U.S. Senate Chamber. Credit: Architect of the Capitol.
The U.S. Senate has passed the fiscal year 2026 National Defense Authorization Act, sending the annual defense policy bill to the President for signature after the House approved the measure last week.
The Defense Credit Union Council (DCUC) praised both chambers for advancing the NDAA without including the Credit Card Competition Act or the Durbin–Marshall credit card interchange amendments, provisions the organization has long opposed. DCUC said their exclusion helps protect the financial stability of military members and veterans who rely on credit unions serving defense communities.
DCUC and America's Credit Unions commended Congress for advancing the National Defense Authorization Act without any Credit Card Competition Act (CCCA) language or Durbin–Marshall amendments.

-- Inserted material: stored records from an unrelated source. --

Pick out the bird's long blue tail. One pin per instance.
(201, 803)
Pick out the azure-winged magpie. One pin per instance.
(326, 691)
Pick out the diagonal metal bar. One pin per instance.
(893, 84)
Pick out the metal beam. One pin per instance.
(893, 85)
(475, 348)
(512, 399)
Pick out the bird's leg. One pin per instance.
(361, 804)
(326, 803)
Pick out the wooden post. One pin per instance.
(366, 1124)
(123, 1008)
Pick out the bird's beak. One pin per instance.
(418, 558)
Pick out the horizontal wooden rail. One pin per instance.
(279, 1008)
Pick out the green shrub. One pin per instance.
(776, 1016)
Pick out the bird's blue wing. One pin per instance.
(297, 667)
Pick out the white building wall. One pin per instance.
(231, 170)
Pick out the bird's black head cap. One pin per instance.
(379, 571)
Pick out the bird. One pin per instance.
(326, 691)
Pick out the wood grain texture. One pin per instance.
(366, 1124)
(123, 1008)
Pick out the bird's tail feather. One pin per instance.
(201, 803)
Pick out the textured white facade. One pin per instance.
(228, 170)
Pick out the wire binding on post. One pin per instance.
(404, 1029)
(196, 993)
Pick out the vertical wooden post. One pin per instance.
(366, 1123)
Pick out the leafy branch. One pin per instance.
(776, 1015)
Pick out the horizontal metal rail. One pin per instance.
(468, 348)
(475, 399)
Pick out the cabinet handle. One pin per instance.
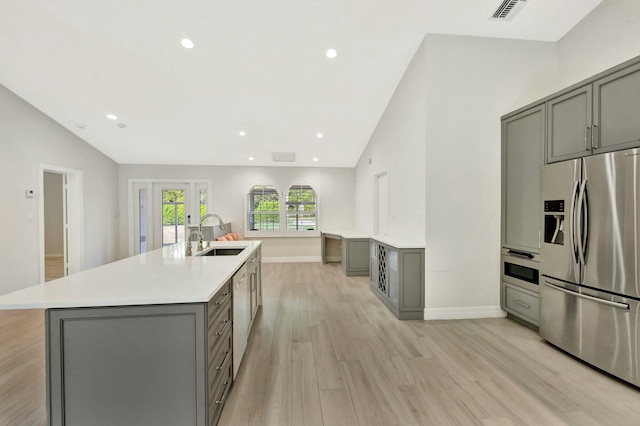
(224, 327)
(224, 395)
(223, 300)
(586, 139)
(223, 361)
(521, 303)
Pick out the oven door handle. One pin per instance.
(584, 296)
(520, 254)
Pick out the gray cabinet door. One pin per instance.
(569, 125)
(616, 120)
(522, 158)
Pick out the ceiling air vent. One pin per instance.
(508, 10)
(287, 157)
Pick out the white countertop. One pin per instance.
(397, 242)
(348, 234)
(158, 277)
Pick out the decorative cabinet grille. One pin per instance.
(382, 269)
(397, 278)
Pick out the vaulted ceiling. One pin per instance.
(257, 66)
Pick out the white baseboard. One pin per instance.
(470, 312)
(293, 259)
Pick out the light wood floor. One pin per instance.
(324, 350)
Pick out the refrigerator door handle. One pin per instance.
(572, 234)
(585, 296)
(582, 224)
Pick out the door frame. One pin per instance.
(74, 212)
(376, 200)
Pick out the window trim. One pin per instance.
(263, 234)
(302, 233)
(282, 232)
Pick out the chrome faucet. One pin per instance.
(188, 242)
(202, 220)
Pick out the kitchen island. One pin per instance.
(146, 340)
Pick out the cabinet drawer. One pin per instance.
(522, 303)
(218, 391)
(219, 356)
(217, 303)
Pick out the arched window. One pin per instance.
(301, 207)
(263, 209)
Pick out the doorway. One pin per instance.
(61, 222)
(381, 200)
(54, 225)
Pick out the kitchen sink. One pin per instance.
(223, 252)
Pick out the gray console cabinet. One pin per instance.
(523, 137)
(354, 251)
(600, 116)
(397, 279)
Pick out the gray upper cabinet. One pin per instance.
(616, 118)
(523, 137)
(600, 116)
(569, 125)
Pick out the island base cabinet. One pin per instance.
(132, 365)
(150, 365)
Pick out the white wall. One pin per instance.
(29, 138)
(471, 82)
(440, 140)
(609, 35)
(53, 220)
(398, 146)
(335, 187)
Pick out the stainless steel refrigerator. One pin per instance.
(590, 260)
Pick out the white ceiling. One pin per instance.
(257, 66)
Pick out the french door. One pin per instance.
(163, 211)
(170, 213)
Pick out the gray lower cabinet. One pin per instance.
(522, 303)
(397, 279)
(355, 256)
(139, 365)
(523, 137)
(600, 116)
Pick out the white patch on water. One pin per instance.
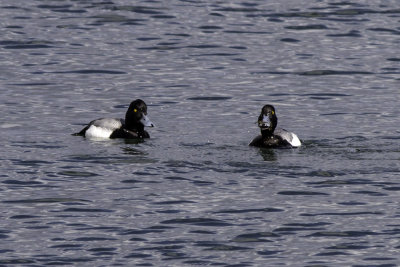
(98, 132)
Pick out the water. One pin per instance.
(195, 193)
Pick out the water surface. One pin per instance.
(196, 193)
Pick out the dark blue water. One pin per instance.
(196, 194)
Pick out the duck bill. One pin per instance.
(146, 121)
(264, 123)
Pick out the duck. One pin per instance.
(132, 127)
(271, 136)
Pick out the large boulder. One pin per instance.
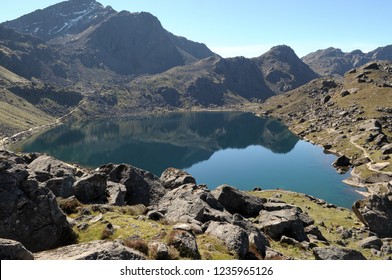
(191, 203)
(185, 243)
(54, 174)
(376, 213)
(95, 250)
(336, 253)
(288, 222)
(29, 213)
(91, 188)
(235, 238)
(236, 201)
(142, 186)
(172, 178)
(13, 250)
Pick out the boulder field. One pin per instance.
(37, 190)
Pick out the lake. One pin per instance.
(216, 148)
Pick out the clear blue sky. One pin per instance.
(251, 27)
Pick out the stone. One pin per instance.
(29, 213)
(341, 161)
(371, 125)
(190, 203)
(371, 242)
(315, 231)
(376, 213)
(282, 222)
(185, 243)
(155, 215)
(95, 250)
(142, 186)
(117, 193)
(386, 149)
(172, 178)
(13, 250)
(61, 186)
(91, 188)
(344, 93)
(236, 201)
(159, 251)
(234, 237)
(336, 253)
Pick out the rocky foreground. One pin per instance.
(53, 210)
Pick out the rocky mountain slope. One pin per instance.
(122, 212)
(351, 117)
(333, 61)
(283, 69)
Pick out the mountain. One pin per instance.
(283, 69)
(332, 61)
(122, 42)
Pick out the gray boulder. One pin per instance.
(185, 243)
(95, 250)
(371, 242)
(91, 188)
(386, 149)
(191, 204)
(335, 253)
(117, 193)
(289, 222)
(172, 178)
(236, 201)
(376, 213)
(142, 186)
(13, 250)
(29, 213)
(235, 238)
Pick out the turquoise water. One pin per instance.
(217, 148)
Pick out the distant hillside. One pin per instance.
(333, 61)
(283, 70)
(125, 43)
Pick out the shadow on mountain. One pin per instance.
(179, 140)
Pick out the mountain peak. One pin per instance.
(69, 17)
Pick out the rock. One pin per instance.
(344, 93)
(29, 214)
(185, 243)
(236, 201)
(172, 178)
(289, 241)
(13, 250)
(155, 215)
(91, 188)
(158, 251)
(95, 250)
(256, 237)
(275, 206)
(190, 203)
(386, 149)
(282, 222)
(234, 237)
(371, 242)
(142, 186)
(376, 212)
(117, 193)
(372, 66)
(342, 161)
(314, 230)
(371, 125)
(335, 253)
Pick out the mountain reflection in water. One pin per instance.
(177, 140)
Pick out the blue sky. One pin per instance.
(251, 27)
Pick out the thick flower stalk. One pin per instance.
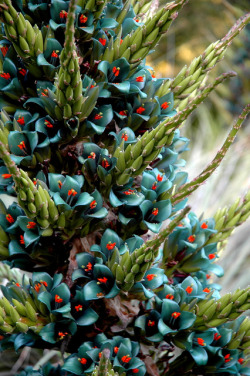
(71, 105)
(191, 78)
(211, 313)
(26, 39)
(89, 166)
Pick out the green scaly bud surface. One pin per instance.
(212, 313)
(27, 39)
(191, 78)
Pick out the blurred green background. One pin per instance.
(200, 23)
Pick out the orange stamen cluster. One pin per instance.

DCUC also acknowledged efforts by Sens. Alex Padilla, (D-Calif.) and Kevin Cramer, (R-N.D.) to include provisions related to the Central Liquidity Facility, a key emergency funding backstop for credit unions. While those measures did not make it into the final bill, DCUC said the advocacy effort will continue.
“We extend our sincere appreciation to Senators Alex Padilla and Kevin Cramer for their leadership in proposing the inclusion of Central Liquidity Facility (CLF) provisions,” Jason Stverak, DCUC's chief advocacy officer, said. “Although these measures were not incorporated in the final bill, DCUC looks forward to continuing its work with both congressional leaders.”
Looking ahead, DCUC said it is encouraged by signs that future defense bills may place increased emphasis on veteran-focused initiatives. As the FY2026 NDAA advances, the organization said it is already preparing to lean into veteran-centered policies during future NDAA markups, negotiations and broader congressional discussions.